Now, of course, Alisyn, we've seen that video of that night imagery (ph), seeming to show a fireball in the sky. Eyewitnesses said that that appeared to be the plane as it was struggling to stay in the air and then obviously ultimately failed to stay in the air.

The Iranians have also now categorically said they're not going to allow Boeing to have the black boxes of that crashed airplane. They say they found the black boxes. They say at least one of them has some damage. Some of the data may have been lost.

They don't want to hand that over to Boeing or the United States. They say the Iranians are saying that it is the country where the crash happened that has the authority to investigate it, John.

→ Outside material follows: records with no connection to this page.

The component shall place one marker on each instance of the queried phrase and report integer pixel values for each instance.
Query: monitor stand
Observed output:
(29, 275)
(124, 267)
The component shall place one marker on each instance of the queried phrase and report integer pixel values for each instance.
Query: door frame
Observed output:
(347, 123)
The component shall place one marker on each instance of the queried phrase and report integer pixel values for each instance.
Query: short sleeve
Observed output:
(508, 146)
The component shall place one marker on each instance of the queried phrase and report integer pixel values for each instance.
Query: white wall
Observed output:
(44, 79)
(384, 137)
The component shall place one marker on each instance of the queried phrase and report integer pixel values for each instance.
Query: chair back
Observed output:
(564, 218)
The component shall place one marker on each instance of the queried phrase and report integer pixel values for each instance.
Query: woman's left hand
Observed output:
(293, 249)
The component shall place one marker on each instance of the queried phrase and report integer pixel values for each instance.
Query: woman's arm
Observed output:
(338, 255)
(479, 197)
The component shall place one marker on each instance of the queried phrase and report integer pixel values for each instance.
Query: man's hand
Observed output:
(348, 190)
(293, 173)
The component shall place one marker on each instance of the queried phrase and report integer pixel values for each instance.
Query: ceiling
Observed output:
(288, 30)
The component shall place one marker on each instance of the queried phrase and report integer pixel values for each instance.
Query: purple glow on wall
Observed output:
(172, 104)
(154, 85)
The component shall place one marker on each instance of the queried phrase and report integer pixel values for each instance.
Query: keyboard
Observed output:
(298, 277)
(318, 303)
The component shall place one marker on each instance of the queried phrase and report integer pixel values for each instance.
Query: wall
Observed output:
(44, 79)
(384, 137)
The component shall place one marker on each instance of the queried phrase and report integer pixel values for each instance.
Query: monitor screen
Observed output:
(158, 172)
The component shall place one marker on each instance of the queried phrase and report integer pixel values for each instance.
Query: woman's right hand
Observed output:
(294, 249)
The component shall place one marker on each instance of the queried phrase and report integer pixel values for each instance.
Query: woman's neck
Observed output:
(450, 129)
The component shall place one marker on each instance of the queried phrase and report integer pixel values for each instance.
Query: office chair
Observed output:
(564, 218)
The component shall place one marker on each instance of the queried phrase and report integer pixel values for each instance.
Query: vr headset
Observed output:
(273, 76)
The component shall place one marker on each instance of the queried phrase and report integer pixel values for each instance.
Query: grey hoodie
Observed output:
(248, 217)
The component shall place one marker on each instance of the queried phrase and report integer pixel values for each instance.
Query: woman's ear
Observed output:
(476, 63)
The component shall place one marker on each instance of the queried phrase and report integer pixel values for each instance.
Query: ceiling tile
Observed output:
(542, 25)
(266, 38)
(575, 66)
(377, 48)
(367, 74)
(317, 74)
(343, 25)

BERMAN: All right. Frederik Pleitgen for us in Tehran, Fred, thanks so much for being on this for us. Keep us posted.

In the meantime, as tensions between the United States and Iran appear to be de-escalating, some, the FBI and Department of Homeland Security, are warning law enforcement of the threat Iran poses here in the United States, cyberattacks or even proxies trying to assassinate American officials.

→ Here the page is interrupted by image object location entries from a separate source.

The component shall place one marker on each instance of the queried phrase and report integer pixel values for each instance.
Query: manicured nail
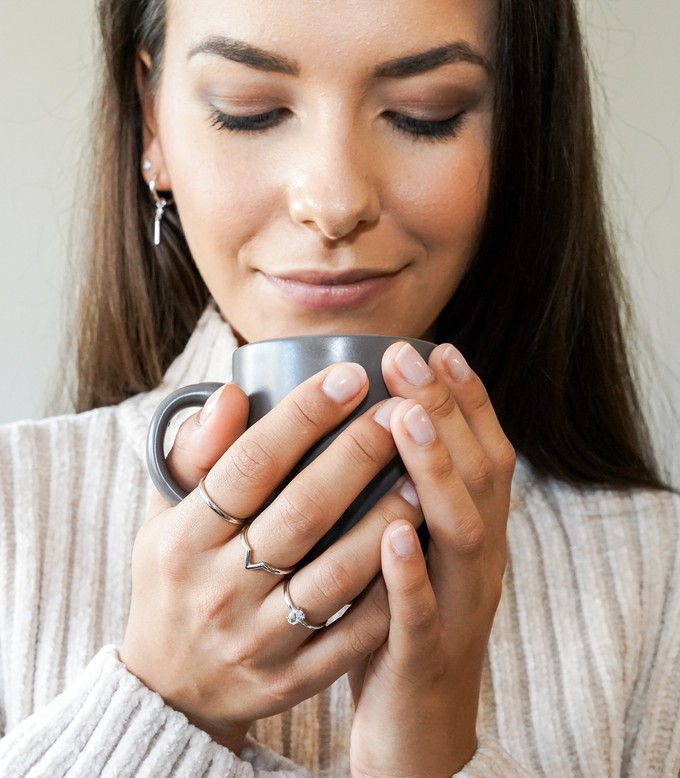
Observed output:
(456, 364)
(344, 382)
(383, 413)
(210, 405)
(419, 426)
(404, 542)
(407, 490)
(412, 366)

Joining me now is CNN contributor Andrew McCabe. He's the former deputy director of the FBI.

And, Andy, let me read you this bulletin that went out. It says, in the event Iran were determined to conduct a homeland attack, potential targets and methods of attack in the homeland could range from cyber operations to targeted assassinations of individuals deemed threats to the Iranian regime, the sabotage of public or private infrastructure, including U.S. military bases, oil and gas facilities and public landmarks.

Can you put on your security decoder ring here, and tell us exactly what that means and the significance it was released at all?

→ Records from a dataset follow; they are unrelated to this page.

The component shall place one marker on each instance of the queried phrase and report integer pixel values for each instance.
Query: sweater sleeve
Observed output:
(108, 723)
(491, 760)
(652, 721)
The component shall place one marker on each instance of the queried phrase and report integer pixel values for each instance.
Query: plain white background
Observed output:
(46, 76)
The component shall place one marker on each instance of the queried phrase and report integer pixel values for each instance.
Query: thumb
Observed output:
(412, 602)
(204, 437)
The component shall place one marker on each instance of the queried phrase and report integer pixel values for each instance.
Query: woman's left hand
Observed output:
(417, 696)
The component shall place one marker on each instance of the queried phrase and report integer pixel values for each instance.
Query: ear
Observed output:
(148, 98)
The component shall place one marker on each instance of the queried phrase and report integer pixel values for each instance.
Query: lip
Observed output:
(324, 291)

So, the first three examples they list in that sentence you just read have already happened in the United States. In 2011, the Iranians tried to assassinate the Saudi ambassador to the United States by instructing a proxy to blow up a restaurant in northern Virginia.

The Iranians target us in the cyber realm every single day. They're not quite as effective as the Russians or Chinese in that targeting but they are persistent and they are getting better every day.

And they've also had folks working on their behalf or for their terrorist proxy Hezbollah working here in the United States, producing targeting packages on military and law enforcement installations. We know that from two individuals who were arrested for doing exactly that just last year.

BERMAN: What are their capabilities in terms of cyber warfare?

MCCABE: Their capabilities are constant. They are persistently hitting our private sector entities with things like denial of service attacks in which they bombard a bank or financial institution's website with so many requests that it essentially takes the institution offline for some period of time.

They have also infiltrated public -- public infrastructure.